Da stellt sich die Frage, ob eine andere finanzielle Unterstützung nicht sinnvoller wäre? «Mir geht es wirklich um Familien, die nicht in die Ferien können», sagt Huber. «Wenn meine Idee nicht realisierbar ist, bin ich aber offen für andere Vorschläge.» Vom Stadtrat erhofft sich Huber, dass sich dieser überlegt, wie die «unverhofften Einnahmen» verwendet werden könnten, anstatt sie einfach der Polizeikasse zukommen zu lassen.

Der Verkauf des Ferienpasses Mobil sowie des Ferienpasses Light (ohne Ostwind-Zonen) läuft in diesen Tagen an. Die Pässe können dieses Jahr nur bei der VBSG-Verkaufsstelle im Rathaus gekauft werden, da die «Sommerplausch»-Zeitung nicht gedruckt wird. Dieser Zeitung liegt normalerweise ein Talon für die Pässe bei.
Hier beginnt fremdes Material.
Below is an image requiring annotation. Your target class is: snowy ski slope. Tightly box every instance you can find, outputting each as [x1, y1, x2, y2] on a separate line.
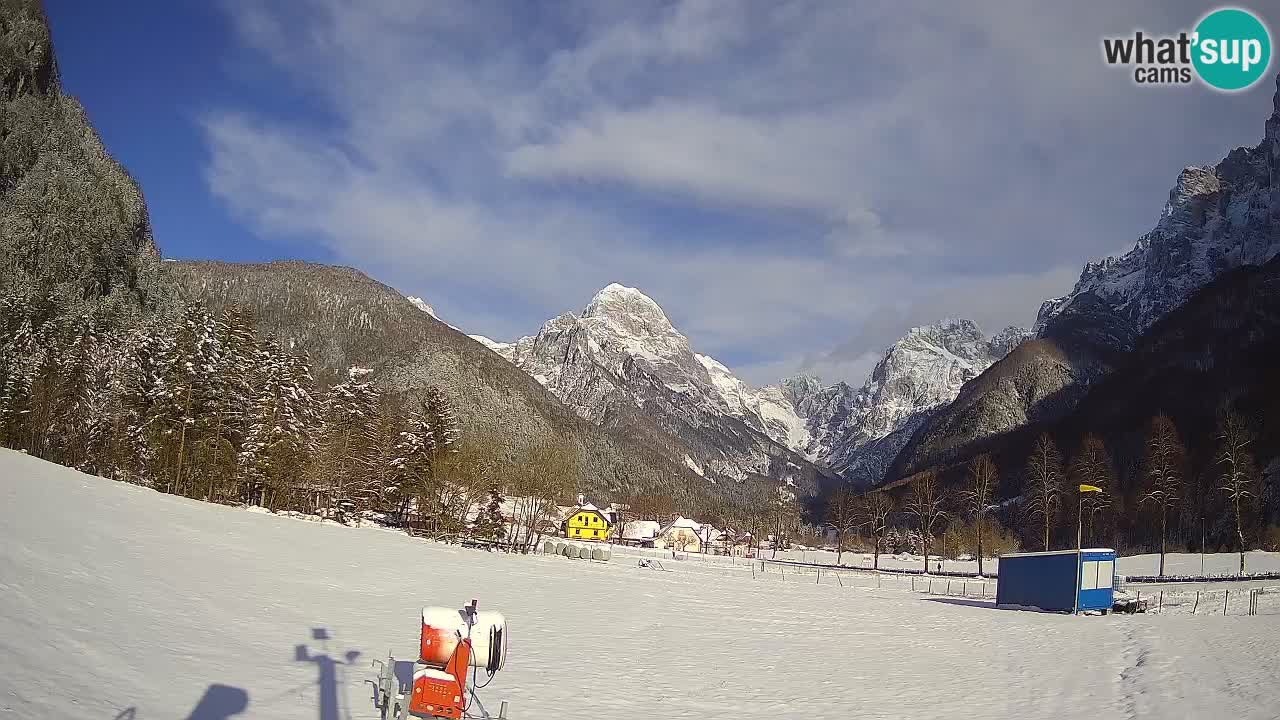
[0, 451, 1280, 720]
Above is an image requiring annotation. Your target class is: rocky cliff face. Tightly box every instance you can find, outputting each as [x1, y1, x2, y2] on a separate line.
[891, 71, 1280, 474]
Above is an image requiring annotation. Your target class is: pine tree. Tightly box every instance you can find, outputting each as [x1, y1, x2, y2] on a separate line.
[319, 368, 384, 523]
[471, 489, 507, 542]
[241, 341, 316, 511]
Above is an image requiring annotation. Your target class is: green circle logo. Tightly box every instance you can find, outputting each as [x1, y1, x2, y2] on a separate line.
[1192, 8, 1271, 91]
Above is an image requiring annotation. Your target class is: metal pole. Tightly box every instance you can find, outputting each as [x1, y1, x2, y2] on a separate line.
[1071, 492, 1084, 614]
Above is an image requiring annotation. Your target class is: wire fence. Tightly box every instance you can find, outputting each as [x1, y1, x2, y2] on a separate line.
[1133, 585, 1280, 615]
[560, 546, 1280, 616]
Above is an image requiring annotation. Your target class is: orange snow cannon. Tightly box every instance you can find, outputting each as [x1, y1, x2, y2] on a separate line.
[408, 606, 475, 719]
[375, 600, 507, 720]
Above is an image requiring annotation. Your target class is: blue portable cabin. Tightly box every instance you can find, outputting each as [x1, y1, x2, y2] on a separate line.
[996, 548, 1116, 612]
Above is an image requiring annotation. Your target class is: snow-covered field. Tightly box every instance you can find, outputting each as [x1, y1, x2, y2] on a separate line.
[0, 451, 1280, 720]
[737, 550, 1280, 584]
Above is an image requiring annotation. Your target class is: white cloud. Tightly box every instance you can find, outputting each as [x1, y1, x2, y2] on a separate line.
[204, 0, 1266, 383]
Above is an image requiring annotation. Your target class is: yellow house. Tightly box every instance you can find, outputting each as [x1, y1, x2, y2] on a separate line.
[564, 502, 609, 541]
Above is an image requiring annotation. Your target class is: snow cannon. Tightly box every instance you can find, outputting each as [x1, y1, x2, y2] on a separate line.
[375, 600, 509, 720]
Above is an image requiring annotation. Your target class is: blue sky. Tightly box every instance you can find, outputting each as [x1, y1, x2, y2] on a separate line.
[47, 0, 1275, 384]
Ob Sommerplausch stattfindet, ist unklar, Anmeldefrist läuft

124 Anmeldungen sind bis gestern beim Sommerplausch eingegangen. Das seien etwa so viele wie normal üblich, sagt Claudia Felder, Leiterin des Sommerplausches. Gewisse Kurse seien bereits halb ausgebucht. Die Frist für Anmeldungen läuft seit vergangenen Mittwoch.

Felder geht davon aus, dass sich dieses Jahr mehr Kinder für die Kurse anmelden könnten, da weniger Familien in die Sommerferien fahren. Ziel sei es, den Sommerplausch durchzuführen. In welcher Form hänge von den Weisungen des Bundesrates ab. Vorderhand laufen deshalb alle Vorbereitungen normal weiter. Die «Sommerplausch»-Zeitung ist dieses Jahr jedoch nur online abrufbar. «Wir wollten es nicht riskieren, sie zu drucken, falls der Sommerplausch doch nicht stattfinden kann», sagt Felder.

Anmeldung sind möglich per Post bis 5. Juni, online bis 9. Juni auf www.sommerplausch.ch.